X + Y doesn't equal Y.


If you lower the temp going into the turbo, the output will also be lower

 

but if the air is colder b4 getting compressed wouldnt that be a little bit better?

 

yes

 

exactly

 

So CAI on turbo FTW? Long intake pipe doesnt matter for turbo lag?

 

I would say get a large diametter Intake for cold air and yes as long as the CAI is at least as big if not a little bigger than your intake diamater on your turbo it should be great!

 

Yes if you lower the intake air to the compressor it may lower the boosted air a bit but I guarantee it will not be very much. I mean think abou it.......yeah, you may lower the air temp going into the compressor by 15

 

You have nothing to backup your numbers. You are just making guesses.

Possible surge problems

 

Lower the inlet temperature. The less hard the turbo has to work to compress the air then the lower the temperature the air coming out of the turbo is. This actually hurts the DTlm, but still if it's cooler going in it will be cooler coming out. You can work the turbo less hard by running less boost, by improving the pressure drop between the air filter and the turbo, or by having a more efficient compressor wheel. You can also reduce the pressure drop in the intercooler, which allows you to run the same amount of boost in the intake manifold while having a lower turbo discharge pressure. More on this later. If you can drop the turbo outlet pressure by 2 psi, or raise the turbo inlet pressure by 1 psi, that will drop the turbo discharge temperature about 16 degrees (depending on the compression efficiency and boost level). If the turbo air is going into the intercooler 16 degrees colder then it may come out only 10 degrees colder than before, but that is still better than what it was.

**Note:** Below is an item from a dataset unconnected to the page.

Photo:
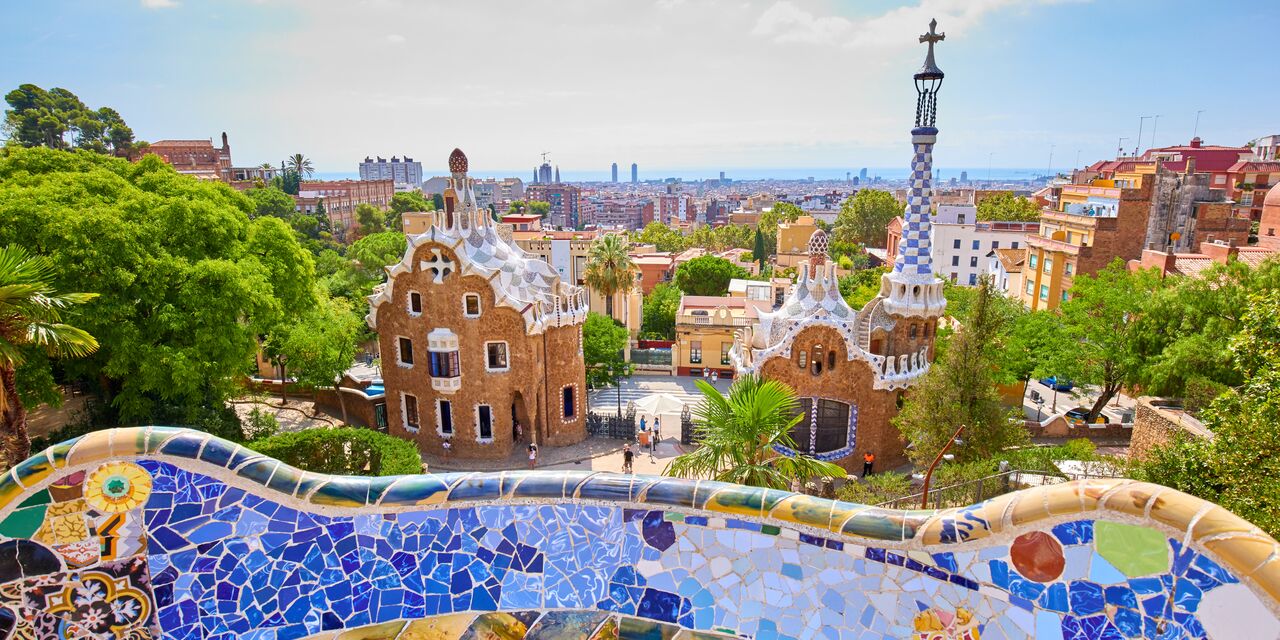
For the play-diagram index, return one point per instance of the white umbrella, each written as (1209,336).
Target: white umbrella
(659,405)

But lets take it a bit further....

Tout = Tin + Tin x [-1+(Pout/Pin)0.263]/ efficiency

This equation shows the outlet temp of a Turbo based on efficency.

the inlet temperature is 100 deg F, the suction pressure is -0.5 psig (a slight vacuum), the discharge pressure is 11 psig, and the efficiency is 75%. What is the discharge temperature?

Tin= 100 deg F + 460 = 560 deg R
Pin= -0.5 psig + 14.7 = 14.2 psia
Pout= 11 psig + 14.7 = 25.7 psia
Pout/Pin = 25.7/14.2 = 1.809 (this is the compression ratio)


So Tout = 560 + (560 x ((-1+1.809)^0.263 ))/0.75 = 685.97 deg R - 460 = 225.97 deg F

Now lower it 30 Deg F.....

So Tout = 530 + (530 x ((-1+1.809)^0.263 ))/0.75 = 649.22 deg R - 460 = 189.22 deg F

That is a 36.74 deg F difference. so lowering the intake temp 30 deg lowers the turbo output by 36.74 deg F. Then this goes through your intercooler. The Delta is a bit different but what you get (and there are MORE equations for intercooler efficency and output temps and sizing but I digress....) is a larger mass of denser air which = More Power.... How much more? a 40 deg drop in air temp is roughly a 7% increase in Air mass.. which on a 500 HP car is roughly 35-40 HP MORE.... just by lowering the intake temp into your turbo.

It is true the closer you get your output temp from your turbo to ambiant tempature the less your intercooler does (The Delta for cooling gets smaller the closer you approach ambiant) but the end result is that the air is 30 deg cooler than you started with... with just a CAI to the turbo.

 

Funny thing is, you can go through your equations all day long but if you don't run a real world test on it, your equations don't mean anything.

I have done testing with a buddy of mine on his Talon that was putting down over 600 whp. We made a cold air intake for it and dyno tested it and in the end of all the headaches and retuning..........He only gained 12 whp and on top of that, started having surge problems.

I used to also work in the aerospace industry for 9 years and there is a reason why you limit the bell mouth's distance to the jet engines intake.